February 28, 2018
Montebello - Carolyn Wilkins’ speech to the G7 big shots assembled in this cozy resort earlier this month was a big success by central banking standards.
The Bank of Canada’s Senior Deputy Governor demonstrated visible concern as she discussed the plight of the billions left behind in an era of innovation and technology transformation.
The assembled crowd, made up of the usual government bureaucrats that tour the world on the five-star conference-junket circuit, applauded approvingly.
In fact, Wilkins—who shares the spotlight with Governor Stephen Poloz during the BoC’s quarterly monetary policy press conferences—has been so good in her auxiliary roles, she raises the question as to whether she could one day become Canada’s first female central bank head.
Just as importantly: how would a female Bank of Canada governor conduct monetary policy? And what affect would she have on the economy, gold and other investments?
Canadian debts hit $644,000 per family of four
Those questions are more than academic. Despite recent steady economic data, there are growing signs that, under the Poloz regime, Canada’s financial position has been deteriorating precipitously.
During the four years since the Governor took the helm, the Bank of Canada’s low interest rate policies have sparked massive systemic stock, bond and housing bubbles.
Worse, according to Statistics Canada , during Poloz’s easy money tenuregovernment, business and personal non-financial debts have risen to a record $5.8 trillion as at Q3 2017. That’s a 26% increase from the $4.6 trillion owed four years ago (just before Poloz first took office). That works out to $161,000 per-capita or $644,000 for each Canadian family of four.
Poloz, who has considerable private sector experience, thus clearly knows the mess that the country is in and is showing signs he may be looking for a way to get out of Dodge.
The BoC Governor’s recent steps to give more visibility to his deputies, for example, provide Poloz a way to shift the blame for the governing council’s disastrous recent accommodation, should the worst occur.
(In addition to Wilkins’ growing presence, other BoC officials will also be increasingly thrown in front of the cameras. These include Deputy Governor Timothy Lane, who will hold a press conference in early March—a rare occurrence).
Poloz’s leash: is Wilkins just eye candy?
Skeptics would argue that Wilkins (who is the first woman to hold BoC’s Senior Deputy Governor post) is only affirmative action “eye candy,” placed there by politicians eager to appease female voters.

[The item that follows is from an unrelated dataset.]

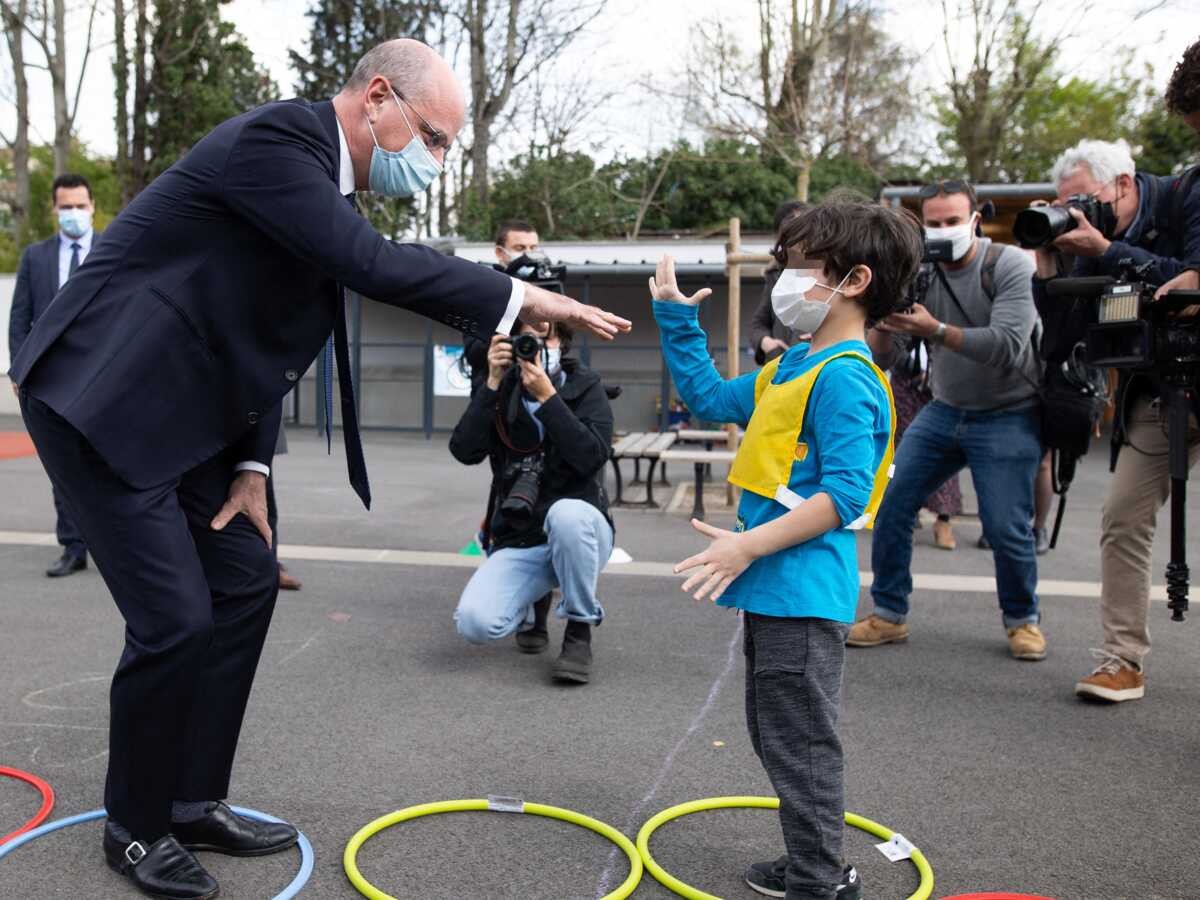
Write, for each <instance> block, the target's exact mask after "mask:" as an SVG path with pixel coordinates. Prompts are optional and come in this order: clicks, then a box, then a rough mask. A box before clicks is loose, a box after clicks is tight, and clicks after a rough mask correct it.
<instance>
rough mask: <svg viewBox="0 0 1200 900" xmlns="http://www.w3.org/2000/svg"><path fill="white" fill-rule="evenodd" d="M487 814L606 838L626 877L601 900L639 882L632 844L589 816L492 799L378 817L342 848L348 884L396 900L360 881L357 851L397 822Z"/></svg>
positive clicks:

They also would point out that Wilkins, who does not have a PhD—a huge liability in the world of central banking eggheads— appears less qualified than her male junior governing council members.
Finally, they would point out that Wilkins isn’t even allowed to voice her own opinions. The fact that all Bank of Canada speeches are circulated for comments among governing council members provides Poloz the means to keep all staffers on a short leash.
However, none of that matters. The Bank of Canada’s top job, in large part, consists of communicating policy to the Canadian public, and Wilkins clearly excels in the role.
Furthermore, cursory indications are that whatever gravitas Wilkins may have lacked following her initial appointment as Senior Deputy Governor, she will have certainly compensated when the time comes to fill the Governor’s spot.
A girl with a credit card?
This raises the question as to how Bank of Canada policies would change under a Wilkins-led regime. That, too, is hard to assess given very real restrictions on the central bank’s actions.
These include its rate-targeting “agreement” with the Canadian government; huge pressures from a variety of sources to track US interest rate policies; and strong oversight by the Department of Finance (categorized as “consultations”).
As if that weren’t enough, Poloz’s tight leash on his deputy (he was sitting in the front row when she delivered her Montebello presentation) make it hard to assess whether the words she spoke were hers or his.
That said, the fact that Wilkins would be the Bank of Canada’s first female Governor will almost certainly translate into policy.
A 2013 American Economic Association survey of economists found that women are more likely to favor high minimum wages, regulation and redistribution. Wilkins’ Montebello presentation, which was riddled with prescriptions for government actions and increased checks on markets, suggest that she would fit the mold.
A preliminary assessment would thus be that a Wilkins-run BoC would lean toward even looser monetary policy than her predecessor.
Continued expansion of an increasingly bloated money supply would, of course, be great for governments, bankers and their related special interests. Gold investors who want to bet against them should also do well.
Whether further stimulating the “everything bubble” would be good for ordinary Canadians is a whole other matter.